Verlangend naar verdere ontplooiing pak ik op 32-jarige leeftijd een opleiding op. Na 6 jaar noest studeren heb ik mijn diploma HBO-Maatschappelijk Werk op zak, word als ambtenaar aangenomen bij de gemeente Zoeterwoude, geef daarnaast als praktijkdocent les aan studenten aan de MBO-Sociale Dienstverlening, en eindig mijn loopbaan als beleidsadviseur van het Gemeentebestuur, op de terreinen Sociale Zaken, Economische zaken en Huisvesting. Tijdens mijn studie ontmoet ik Elly Vink. Na 7 jaar samengewoond te hebben, geven we elkaar op 18 mei 1983 het ja-woord. We zijn nog altijd blij met elkaar.

Na mijn pensionering verzamel ik teksten en muziek van de liedjes die mijn vader vroeger veel voor ons zong, brand er een Cd van en stuur deze ter beoordeling op naar de Stichting Japanse Ereschulden. De Cd vindt gretig aftrek in den lande en ver daarbuiten.

Neveneffect was, dat Elly en ik werden uitgenodigd voor een Japanreis in het kader van het ‘Murayama peace project’. Een geweldige ervaring, waar we een indringend verslag van hebben gemaakt.

Tijdens deze reis maak ik kennis met dr. Niels Wiedenhof. Hij stimuleert mij mijn herinneringen op schrift te stellen.

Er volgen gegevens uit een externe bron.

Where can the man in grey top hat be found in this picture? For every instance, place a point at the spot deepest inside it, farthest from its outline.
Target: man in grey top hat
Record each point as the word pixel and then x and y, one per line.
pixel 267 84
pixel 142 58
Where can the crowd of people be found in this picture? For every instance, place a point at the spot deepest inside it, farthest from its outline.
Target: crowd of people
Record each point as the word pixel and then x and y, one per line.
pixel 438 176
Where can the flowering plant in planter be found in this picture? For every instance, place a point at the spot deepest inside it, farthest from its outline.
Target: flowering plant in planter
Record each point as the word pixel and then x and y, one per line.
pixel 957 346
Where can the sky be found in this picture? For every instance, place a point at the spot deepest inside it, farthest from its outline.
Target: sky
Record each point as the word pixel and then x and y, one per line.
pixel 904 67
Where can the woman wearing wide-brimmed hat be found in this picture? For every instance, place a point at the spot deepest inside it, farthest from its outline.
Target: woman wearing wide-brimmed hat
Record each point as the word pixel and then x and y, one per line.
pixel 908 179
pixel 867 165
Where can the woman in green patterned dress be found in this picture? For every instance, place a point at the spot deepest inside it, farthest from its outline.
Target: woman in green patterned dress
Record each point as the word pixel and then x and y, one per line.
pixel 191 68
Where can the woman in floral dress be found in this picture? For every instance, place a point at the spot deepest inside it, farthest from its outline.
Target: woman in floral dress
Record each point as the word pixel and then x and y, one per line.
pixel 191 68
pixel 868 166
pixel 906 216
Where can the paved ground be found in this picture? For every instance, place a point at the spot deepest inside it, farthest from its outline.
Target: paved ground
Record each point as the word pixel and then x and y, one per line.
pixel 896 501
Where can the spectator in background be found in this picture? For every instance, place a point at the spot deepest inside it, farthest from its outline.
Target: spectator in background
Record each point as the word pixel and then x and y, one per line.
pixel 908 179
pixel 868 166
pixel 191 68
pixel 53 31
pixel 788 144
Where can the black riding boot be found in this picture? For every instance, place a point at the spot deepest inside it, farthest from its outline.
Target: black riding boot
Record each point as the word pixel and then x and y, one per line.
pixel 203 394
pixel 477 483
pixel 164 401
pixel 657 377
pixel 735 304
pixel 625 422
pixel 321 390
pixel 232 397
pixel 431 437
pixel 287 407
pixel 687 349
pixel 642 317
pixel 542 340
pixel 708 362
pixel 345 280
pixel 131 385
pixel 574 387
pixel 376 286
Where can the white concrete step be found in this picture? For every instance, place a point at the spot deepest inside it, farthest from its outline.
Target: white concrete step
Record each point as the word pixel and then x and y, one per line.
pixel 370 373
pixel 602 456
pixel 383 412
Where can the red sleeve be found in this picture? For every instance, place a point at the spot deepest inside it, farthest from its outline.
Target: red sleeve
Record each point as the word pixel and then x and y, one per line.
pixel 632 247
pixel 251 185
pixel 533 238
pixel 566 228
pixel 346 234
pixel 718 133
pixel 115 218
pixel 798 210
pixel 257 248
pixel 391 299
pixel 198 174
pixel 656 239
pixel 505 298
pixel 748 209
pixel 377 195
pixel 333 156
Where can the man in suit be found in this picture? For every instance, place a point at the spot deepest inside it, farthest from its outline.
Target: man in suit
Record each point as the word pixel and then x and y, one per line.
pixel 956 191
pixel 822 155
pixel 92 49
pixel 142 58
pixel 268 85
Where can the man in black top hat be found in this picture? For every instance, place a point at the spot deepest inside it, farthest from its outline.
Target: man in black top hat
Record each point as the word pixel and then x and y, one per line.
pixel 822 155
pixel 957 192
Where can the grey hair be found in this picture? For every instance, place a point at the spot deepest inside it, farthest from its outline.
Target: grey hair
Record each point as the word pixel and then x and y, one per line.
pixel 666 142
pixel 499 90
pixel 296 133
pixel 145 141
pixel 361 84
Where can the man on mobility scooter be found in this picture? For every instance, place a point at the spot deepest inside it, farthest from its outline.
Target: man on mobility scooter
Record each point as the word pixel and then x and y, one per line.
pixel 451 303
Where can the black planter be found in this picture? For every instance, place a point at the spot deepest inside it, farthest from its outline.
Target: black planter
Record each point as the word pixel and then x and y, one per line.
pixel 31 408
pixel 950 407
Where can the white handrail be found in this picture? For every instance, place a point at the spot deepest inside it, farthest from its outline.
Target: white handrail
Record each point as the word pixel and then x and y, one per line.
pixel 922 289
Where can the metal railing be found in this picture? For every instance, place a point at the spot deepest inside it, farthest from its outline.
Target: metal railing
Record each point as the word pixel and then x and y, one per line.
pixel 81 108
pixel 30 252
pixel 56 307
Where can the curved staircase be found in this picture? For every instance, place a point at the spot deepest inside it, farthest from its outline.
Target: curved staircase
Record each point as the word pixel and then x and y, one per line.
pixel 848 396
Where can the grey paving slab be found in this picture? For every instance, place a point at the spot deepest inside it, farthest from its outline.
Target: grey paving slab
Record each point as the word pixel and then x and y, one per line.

Na enige aarzeling onderzoek ik mijn geheugen, verifieer de data, en na 1 ½ jaar staan de eerste letters op papier. Na 7 maanden is mijn manuscript af. Het NIOD kwalificeert mijn manuscript als volgt: “Uw herinneringen zijn een bijzonder waardevolle aanvulling op onze collectie omdat die vanuit het oogpunt van een kind zijn opgeschreven. Met genoegen nemen wij uw herinneringen op in de Indische Collectie van ons instituut. Het manuscript is ingeschreven onder aanwinstnummer 1538”. Ik geniet en besluit het te laten drukken en in eigen beheer uit te geven. “Omkijken mag, een kleine kroniek over opgroeien in verwondering”, ISBN 978 90 80 9868 17, is een dikke pil geworden van 397 pagina’s. Inmiddels is de derde druk van de persen gerold en inmiddels uitverkocht.

Drijvend op deze nieuwe meanderende rivier kijk ik reikhalzend uit naar het nieuwe dat de toekomst me verder zal brengen.